By shining a light on those in our society often deemed disabled and bringing to the forefront their special qualities, Shealy has kick-started a necessary dialogue about acceptance and compassion.
“Our favorite line in “Wonder” is, “When given the choice between being right and being kind, choose kind,” said Shealy. “My students learned that kindness is a choice. We choose to be kind. It became an honest effort to be as kind as we could to every person we encountered as we do not know what goes on in other’s lives.”
Project O.N.E.E. has already been praised by parents, faculty and community members who see the magnitude and impact it has had on all parties involved. Transformation can be seen on both sides, even prompting some students to take their efforts beyond the walls of the classroom.
“We have received nothing but positive feedback,” said Shealy. “I have had students take the initiative to volunteer at outside events, participate in the Walk for Autism and continue to spread kindness daily. Parents have been thrilled not only with what their students are learning academically through Project O.N.E.E. but the values that are being instilled in their children as well.”
“Seeing how special education students can interact, communicate and socialize with their peers is an extremely rewarding experience,” said Elizabeth O’Brien, a special education teacher at Carolina Park. “The buddies are sincere, loving and passionate students who are impacting their peers in significant ways. Our buddies are helping with academic, functional and daily living skills while helping our students love school.”
From helping the special education class with fine motor skills to socialization, Mrs. Shealy’s third-graders have truly surpassed expectations – perhaps laying the groundwork for future careers as speech pathologists or physical therapists.
“Simple skills such as making eye contact, holding a conversation or knowing how to greet someone appropriately are skills most people take for granted, while our special education students must have models and practice to learn these skills,” said O’Brien. “Having peer buddies and models for our students have helped them reach many functional skill goals.”
“I believe this is what teaching is all about,” said Shealy. “I want my students to grow into the best citizens they can be. If we instill a genuine love for all people at an early age, it can potentially change a child’s life forever.”
Having the ability to put yourself in another’s shoes is at the core of Project O.N.E.E.
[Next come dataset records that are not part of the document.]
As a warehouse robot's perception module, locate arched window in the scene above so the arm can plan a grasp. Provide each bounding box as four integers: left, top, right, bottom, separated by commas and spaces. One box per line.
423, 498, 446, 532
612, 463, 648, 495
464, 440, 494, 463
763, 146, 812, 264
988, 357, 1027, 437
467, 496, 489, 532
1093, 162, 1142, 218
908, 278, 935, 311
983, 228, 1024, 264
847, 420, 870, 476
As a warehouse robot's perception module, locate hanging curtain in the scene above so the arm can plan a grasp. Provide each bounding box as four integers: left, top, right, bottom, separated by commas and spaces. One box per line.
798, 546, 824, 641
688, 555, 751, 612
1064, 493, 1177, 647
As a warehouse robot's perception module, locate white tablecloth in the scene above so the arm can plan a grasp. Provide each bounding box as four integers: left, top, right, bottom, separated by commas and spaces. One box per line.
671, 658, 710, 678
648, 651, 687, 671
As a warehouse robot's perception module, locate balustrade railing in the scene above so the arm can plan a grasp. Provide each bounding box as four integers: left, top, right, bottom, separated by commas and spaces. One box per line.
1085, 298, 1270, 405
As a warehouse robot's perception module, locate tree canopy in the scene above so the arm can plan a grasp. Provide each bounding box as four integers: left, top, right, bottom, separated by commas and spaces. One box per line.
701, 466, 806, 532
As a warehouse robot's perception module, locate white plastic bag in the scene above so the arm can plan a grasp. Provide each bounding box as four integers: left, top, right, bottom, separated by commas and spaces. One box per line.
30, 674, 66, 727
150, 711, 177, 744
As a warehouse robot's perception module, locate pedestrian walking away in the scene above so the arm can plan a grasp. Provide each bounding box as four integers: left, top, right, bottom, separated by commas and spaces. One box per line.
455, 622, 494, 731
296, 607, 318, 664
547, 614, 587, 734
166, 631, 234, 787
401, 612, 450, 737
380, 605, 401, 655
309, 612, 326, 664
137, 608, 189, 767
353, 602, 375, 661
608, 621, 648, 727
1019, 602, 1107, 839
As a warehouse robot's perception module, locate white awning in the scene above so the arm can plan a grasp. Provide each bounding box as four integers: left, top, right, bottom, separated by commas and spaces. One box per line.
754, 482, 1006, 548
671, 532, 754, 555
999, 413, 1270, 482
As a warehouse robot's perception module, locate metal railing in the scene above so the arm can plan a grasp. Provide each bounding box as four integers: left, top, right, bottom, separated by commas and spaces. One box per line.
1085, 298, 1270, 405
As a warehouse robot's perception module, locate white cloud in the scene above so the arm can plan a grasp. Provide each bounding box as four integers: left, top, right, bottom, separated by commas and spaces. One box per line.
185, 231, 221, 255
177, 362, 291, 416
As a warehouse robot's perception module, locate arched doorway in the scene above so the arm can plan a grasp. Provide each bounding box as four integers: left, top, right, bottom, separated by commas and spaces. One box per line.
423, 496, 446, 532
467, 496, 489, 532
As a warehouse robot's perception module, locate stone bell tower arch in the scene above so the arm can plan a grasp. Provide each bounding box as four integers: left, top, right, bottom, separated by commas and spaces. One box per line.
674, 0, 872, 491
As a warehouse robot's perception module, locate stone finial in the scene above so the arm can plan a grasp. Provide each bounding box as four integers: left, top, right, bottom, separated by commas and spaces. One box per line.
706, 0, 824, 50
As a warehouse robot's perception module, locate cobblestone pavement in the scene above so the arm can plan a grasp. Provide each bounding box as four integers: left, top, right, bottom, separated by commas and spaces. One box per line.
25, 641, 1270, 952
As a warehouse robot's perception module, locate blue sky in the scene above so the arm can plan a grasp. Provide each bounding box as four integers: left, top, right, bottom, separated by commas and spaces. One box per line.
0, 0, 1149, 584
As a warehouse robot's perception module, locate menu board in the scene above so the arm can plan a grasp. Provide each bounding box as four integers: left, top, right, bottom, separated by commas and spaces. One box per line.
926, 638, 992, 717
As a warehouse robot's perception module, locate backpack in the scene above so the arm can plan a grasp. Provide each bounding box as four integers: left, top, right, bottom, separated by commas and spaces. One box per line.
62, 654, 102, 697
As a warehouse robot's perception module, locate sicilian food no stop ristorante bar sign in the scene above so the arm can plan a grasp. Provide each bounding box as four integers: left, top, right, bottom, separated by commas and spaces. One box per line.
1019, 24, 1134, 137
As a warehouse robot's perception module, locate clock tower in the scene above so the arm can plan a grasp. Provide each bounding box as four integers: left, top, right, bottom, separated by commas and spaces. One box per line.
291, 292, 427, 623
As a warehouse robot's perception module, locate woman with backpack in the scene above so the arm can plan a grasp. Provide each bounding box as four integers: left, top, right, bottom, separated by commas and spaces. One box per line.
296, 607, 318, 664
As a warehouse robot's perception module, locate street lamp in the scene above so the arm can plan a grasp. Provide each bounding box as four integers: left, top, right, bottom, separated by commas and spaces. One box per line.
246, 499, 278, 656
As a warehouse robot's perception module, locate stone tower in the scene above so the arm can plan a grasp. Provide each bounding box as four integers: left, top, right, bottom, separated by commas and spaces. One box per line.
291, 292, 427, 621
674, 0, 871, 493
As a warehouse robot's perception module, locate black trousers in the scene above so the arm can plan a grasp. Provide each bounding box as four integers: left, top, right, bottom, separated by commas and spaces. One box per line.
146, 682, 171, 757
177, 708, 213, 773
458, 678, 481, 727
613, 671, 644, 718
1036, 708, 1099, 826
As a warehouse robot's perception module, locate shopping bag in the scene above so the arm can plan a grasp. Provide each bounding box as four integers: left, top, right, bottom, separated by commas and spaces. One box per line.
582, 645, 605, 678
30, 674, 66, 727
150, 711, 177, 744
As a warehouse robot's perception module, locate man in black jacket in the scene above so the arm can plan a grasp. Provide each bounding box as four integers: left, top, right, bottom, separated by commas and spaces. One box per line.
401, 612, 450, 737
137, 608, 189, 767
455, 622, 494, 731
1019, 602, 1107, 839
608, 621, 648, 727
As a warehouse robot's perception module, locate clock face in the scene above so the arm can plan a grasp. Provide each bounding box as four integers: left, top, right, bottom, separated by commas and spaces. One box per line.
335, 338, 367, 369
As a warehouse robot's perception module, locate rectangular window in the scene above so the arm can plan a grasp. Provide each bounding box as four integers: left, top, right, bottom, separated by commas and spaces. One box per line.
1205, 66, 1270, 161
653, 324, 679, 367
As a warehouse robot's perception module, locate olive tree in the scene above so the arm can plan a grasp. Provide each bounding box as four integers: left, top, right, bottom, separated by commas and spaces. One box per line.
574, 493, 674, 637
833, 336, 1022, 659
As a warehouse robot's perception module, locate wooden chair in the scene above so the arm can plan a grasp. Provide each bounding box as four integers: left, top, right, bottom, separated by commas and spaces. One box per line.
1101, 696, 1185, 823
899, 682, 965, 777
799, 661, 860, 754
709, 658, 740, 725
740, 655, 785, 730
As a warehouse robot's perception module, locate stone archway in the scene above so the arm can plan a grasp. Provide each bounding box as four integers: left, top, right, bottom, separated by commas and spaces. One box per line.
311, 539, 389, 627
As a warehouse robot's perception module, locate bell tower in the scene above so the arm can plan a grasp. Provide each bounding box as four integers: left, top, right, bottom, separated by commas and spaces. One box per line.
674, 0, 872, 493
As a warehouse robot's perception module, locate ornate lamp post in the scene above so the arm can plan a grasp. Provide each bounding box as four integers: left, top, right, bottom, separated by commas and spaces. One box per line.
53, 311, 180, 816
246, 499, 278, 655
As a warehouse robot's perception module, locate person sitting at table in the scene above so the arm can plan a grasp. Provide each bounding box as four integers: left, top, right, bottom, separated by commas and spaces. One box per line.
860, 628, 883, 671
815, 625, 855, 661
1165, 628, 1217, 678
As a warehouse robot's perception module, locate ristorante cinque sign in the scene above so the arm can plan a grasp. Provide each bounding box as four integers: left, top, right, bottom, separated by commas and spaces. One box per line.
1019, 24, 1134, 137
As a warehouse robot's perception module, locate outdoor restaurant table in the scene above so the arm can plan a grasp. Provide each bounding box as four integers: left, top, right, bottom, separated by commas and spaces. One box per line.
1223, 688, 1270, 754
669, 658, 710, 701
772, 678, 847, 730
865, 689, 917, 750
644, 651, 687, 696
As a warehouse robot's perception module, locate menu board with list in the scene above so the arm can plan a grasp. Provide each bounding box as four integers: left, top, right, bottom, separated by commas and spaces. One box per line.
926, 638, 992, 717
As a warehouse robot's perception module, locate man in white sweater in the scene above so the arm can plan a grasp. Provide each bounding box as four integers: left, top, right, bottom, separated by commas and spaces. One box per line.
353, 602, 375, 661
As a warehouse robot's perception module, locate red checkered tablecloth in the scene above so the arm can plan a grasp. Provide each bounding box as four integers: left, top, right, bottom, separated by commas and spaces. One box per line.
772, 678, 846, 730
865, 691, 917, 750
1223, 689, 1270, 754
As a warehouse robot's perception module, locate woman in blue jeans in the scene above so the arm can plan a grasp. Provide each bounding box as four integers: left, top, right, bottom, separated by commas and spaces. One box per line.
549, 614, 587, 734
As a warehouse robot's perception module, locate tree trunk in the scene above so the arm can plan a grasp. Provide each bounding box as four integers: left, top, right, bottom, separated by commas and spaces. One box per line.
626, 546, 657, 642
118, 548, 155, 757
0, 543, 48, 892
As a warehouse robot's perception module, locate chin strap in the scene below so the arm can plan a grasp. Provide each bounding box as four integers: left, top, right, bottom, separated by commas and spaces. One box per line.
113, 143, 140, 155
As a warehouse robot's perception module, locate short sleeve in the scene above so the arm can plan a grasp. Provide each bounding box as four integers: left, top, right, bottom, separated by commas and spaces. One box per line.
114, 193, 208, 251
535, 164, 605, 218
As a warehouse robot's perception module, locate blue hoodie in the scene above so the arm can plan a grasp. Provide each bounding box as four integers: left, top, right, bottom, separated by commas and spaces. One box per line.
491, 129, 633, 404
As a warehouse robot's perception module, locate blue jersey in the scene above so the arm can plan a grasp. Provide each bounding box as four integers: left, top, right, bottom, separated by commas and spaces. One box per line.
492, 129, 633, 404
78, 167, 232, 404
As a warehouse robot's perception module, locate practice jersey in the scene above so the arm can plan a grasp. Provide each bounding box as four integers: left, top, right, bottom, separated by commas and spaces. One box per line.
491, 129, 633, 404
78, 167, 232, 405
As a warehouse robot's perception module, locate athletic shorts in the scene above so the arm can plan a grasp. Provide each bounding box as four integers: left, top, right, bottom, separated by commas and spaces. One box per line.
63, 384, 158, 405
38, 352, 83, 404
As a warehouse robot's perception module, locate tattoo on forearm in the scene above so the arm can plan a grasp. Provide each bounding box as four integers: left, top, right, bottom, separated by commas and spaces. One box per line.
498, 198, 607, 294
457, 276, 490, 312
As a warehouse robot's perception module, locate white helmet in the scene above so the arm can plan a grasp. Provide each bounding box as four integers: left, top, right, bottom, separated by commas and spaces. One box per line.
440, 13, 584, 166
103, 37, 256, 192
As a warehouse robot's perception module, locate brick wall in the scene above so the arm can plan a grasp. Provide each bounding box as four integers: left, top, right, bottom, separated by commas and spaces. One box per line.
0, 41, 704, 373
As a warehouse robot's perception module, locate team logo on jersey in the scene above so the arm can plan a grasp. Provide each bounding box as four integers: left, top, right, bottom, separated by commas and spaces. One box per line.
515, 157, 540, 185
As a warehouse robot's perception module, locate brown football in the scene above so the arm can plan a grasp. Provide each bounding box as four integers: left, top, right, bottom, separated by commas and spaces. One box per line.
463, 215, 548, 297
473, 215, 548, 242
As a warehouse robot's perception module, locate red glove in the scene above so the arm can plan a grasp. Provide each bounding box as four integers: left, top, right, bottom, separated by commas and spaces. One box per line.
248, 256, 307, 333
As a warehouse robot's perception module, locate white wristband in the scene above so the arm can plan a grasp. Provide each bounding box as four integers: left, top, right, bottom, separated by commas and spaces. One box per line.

“We do not know the hardships they may or may not face,” said Shealy. “We all have different qualities to bring to the table and those are to be valued. My students quickly began to discover that we all want to be treated with respect and kindness. I have found my students sitting with children eating alone, asking a child that is alone on the playground to play and being genuinely nice to others.”
This movement that has grown simply from a passionate educator adding a unique book to her lesson plan continues to gain momentum. Both Shealy and O’Brien are excited to bring new ideas to this evolving program in the next school year.
“Seeing genuine relationships establish between children whose paths would have probably never crossed and become like family has been the most rewarding piece of Project O.N.E.E.,” said Shealy. “Witnessing the bond between big buddies and little buddies is truly indescribable. Watching students make the decision to be kind and think about others’ needs at such a young age is incredible.”